Notably, cleavage of KMT2A protein by Taspase1 at two cleavage sites (TCS) results in two protein fragments: MLL-N (with a molecular weight of 320 kDa) and MLL-C (with a molecular weight of 180 kDa). These fragments form a stable complex via the FYRN and FYRC domains, contributing to the functional KMT2A complex depicted in Fig. 1g, either with or without the BMI1 repressor complex. Chromosomal breakpoints within BCR1 disrupt the KMT2A protein, allowing the N-terminal portion to bind to target gene promoters via the MEN1/LEDGF complex at the very N-terminus.
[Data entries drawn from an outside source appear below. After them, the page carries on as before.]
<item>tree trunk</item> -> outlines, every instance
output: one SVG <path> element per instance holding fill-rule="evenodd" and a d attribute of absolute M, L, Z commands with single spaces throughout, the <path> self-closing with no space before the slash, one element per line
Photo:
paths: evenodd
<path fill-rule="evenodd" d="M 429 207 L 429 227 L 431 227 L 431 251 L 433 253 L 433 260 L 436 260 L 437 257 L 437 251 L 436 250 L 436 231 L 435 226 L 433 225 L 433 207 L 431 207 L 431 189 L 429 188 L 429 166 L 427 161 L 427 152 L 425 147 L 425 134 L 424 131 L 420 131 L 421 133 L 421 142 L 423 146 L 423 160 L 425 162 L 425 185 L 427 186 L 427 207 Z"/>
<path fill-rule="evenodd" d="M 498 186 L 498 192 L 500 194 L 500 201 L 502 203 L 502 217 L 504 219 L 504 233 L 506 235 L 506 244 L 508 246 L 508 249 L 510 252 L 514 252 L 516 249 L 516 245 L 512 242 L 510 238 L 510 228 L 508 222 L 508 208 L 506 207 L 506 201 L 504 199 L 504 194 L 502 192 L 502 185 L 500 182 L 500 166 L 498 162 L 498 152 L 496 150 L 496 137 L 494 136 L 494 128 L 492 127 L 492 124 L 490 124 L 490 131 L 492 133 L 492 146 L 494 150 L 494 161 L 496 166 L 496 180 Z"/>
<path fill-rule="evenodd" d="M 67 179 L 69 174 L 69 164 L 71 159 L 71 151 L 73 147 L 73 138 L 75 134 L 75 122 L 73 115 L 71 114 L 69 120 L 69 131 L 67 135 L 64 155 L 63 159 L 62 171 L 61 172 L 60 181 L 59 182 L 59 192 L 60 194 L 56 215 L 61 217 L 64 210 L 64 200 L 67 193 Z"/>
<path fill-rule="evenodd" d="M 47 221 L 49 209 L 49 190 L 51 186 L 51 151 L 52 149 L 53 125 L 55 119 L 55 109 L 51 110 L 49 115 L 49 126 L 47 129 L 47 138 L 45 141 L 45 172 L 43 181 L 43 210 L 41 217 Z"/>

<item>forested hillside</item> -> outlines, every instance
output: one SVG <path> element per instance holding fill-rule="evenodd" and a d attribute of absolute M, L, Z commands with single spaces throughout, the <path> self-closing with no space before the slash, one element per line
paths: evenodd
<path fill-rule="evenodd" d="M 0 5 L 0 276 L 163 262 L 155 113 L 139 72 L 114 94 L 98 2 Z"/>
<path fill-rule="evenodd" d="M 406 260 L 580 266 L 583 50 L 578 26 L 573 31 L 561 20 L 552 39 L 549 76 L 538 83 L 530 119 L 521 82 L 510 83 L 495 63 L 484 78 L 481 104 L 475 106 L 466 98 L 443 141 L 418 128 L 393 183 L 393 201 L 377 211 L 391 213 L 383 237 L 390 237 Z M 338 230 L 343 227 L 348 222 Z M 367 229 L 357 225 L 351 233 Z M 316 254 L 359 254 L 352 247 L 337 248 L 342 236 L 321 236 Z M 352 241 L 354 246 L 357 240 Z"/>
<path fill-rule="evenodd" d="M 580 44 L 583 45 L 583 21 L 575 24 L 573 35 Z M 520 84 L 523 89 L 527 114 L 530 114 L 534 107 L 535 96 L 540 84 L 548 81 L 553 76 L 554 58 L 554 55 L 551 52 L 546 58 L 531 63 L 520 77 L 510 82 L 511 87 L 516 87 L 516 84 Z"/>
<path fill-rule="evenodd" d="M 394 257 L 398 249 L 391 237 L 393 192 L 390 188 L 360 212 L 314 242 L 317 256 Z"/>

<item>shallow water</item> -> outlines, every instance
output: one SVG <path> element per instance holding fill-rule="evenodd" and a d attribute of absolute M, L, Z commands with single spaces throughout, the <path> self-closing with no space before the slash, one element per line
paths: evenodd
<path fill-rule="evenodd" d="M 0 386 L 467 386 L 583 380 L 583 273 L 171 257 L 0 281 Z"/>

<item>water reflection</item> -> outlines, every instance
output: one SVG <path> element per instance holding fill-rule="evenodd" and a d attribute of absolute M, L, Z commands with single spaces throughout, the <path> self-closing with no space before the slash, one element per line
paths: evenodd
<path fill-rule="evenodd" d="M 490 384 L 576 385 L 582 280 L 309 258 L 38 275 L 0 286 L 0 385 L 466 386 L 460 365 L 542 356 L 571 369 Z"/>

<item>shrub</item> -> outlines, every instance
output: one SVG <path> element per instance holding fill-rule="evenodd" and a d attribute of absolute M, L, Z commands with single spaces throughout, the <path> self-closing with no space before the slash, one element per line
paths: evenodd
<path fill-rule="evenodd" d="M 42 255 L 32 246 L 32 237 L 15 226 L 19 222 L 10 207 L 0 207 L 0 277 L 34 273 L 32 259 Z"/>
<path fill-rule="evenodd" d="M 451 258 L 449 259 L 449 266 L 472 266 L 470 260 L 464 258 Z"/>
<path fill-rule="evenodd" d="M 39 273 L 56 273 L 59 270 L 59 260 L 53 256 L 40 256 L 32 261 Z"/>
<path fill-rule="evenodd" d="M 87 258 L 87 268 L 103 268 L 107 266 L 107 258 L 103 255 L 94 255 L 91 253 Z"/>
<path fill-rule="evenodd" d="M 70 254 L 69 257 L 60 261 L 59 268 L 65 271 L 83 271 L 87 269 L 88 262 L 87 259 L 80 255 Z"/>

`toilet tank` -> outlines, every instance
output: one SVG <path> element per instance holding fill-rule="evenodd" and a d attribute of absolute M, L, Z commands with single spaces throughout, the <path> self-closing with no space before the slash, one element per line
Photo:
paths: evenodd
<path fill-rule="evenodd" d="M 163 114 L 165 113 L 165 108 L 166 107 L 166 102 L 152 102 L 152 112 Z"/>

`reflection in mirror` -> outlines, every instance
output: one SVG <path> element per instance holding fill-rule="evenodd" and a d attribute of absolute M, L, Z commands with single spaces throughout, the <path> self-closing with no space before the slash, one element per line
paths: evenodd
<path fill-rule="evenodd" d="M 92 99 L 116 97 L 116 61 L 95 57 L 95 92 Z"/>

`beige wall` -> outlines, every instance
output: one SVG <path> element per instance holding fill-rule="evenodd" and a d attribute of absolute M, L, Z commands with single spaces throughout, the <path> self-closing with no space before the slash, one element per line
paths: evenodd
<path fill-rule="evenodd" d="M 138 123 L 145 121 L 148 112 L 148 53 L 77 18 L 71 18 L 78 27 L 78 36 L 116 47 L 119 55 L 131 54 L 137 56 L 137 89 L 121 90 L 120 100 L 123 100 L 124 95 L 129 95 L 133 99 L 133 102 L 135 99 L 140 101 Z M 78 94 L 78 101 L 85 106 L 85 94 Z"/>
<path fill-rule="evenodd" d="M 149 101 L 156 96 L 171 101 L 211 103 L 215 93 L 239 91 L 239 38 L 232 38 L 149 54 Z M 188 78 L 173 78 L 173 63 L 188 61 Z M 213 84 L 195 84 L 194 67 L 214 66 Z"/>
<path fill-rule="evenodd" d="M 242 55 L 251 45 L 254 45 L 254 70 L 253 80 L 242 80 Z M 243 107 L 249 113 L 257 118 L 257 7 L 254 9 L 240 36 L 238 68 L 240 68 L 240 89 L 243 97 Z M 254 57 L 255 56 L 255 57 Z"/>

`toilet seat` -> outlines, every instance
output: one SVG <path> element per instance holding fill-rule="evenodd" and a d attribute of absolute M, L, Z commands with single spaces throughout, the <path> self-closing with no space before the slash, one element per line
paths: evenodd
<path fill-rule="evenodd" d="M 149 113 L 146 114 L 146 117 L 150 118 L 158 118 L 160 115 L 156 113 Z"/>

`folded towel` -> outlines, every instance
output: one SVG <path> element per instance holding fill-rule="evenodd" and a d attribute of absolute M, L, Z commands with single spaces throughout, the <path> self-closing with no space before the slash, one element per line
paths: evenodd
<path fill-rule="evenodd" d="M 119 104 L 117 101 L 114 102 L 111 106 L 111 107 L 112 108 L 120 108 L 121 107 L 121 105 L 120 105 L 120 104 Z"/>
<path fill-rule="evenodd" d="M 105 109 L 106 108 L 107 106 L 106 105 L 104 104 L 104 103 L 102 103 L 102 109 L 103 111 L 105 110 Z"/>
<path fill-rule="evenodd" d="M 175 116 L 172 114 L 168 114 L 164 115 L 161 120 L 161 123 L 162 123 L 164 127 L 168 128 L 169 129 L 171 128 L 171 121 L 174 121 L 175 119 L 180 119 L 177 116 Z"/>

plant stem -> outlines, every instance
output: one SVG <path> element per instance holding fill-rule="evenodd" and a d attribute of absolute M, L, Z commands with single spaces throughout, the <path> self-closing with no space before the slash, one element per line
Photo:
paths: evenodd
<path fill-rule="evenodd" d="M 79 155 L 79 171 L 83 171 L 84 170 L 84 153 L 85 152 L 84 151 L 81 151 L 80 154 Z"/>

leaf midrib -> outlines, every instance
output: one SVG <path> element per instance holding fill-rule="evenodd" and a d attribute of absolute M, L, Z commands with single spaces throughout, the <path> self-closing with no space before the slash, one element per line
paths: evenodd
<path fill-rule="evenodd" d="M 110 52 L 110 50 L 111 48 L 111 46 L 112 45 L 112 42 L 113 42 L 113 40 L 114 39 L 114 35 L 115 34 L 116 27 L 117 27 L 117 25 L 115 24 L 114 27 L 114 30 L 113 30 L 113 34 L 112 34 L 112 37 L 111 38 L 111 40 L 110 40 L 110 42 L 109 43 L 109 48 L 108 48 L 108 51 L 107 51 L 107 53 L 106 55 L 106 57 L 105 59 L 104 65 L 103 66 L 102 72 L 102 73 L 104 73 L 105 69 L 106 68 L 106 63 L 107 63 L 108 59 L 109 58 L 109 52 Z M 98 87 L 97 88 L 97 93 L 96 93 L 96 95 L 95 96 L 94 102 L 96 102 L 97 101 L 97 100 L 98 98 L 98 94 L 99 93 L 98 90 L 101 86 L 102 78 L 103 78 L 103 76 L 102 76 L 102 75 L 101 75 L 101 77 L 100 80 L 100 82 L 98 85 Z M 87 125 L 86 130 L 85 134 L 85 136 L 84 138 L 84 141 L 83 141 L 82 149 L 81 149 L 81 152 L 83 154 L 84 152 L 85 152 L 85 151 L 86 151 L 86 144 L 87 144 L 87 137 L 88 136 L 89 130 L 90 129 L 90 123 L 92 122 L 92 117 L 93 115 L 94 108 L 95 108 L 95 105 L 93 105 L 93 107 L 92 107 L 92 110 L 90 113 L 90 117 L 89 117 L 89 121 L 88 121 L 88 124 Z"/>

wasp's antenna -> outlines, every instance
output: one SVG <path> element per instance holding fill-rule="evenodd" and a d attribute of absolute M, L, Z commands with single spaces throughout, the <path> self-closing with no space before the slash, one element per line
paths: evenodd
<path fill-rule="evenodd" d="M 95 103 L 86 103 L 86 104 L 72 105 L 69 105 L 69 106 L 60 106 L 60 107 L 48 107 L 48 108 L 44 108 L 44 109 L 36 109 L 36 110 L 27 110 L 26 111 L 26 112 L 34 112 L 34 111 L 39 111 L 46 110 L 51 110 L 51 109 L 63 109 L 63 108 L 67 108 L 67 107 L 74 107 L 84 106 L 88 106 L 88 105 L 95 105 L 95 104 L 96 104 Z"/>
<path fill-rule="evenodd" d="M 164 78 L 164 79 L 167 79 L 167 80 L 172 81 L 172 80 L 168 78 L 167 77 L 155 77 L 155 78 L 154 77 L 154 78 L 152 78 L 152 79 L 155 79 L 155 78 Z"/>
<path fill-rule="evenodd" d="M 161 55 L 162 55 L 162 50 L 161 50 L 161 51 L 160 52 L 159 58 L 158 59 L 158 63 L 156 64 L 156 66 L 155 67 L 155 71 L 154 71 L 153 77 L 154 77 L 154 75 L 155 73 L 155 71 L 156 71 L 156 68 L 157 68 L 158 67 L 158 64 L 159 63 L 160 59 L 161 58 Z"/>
Conversely, the reciprocal portion retains chromatin binding, reading, and writing capabilities but in a manner independent of promoter mediation. Reciprocal fusion proteins, such as AFF1::KMT2A and AFDN::KMT2A exhibit potent chromatin opening functions, enabling the direct fusion proteins KMT2A::AFF1 and KMT2A::AFDN to activate approximately 12-times more target genes [14, 15].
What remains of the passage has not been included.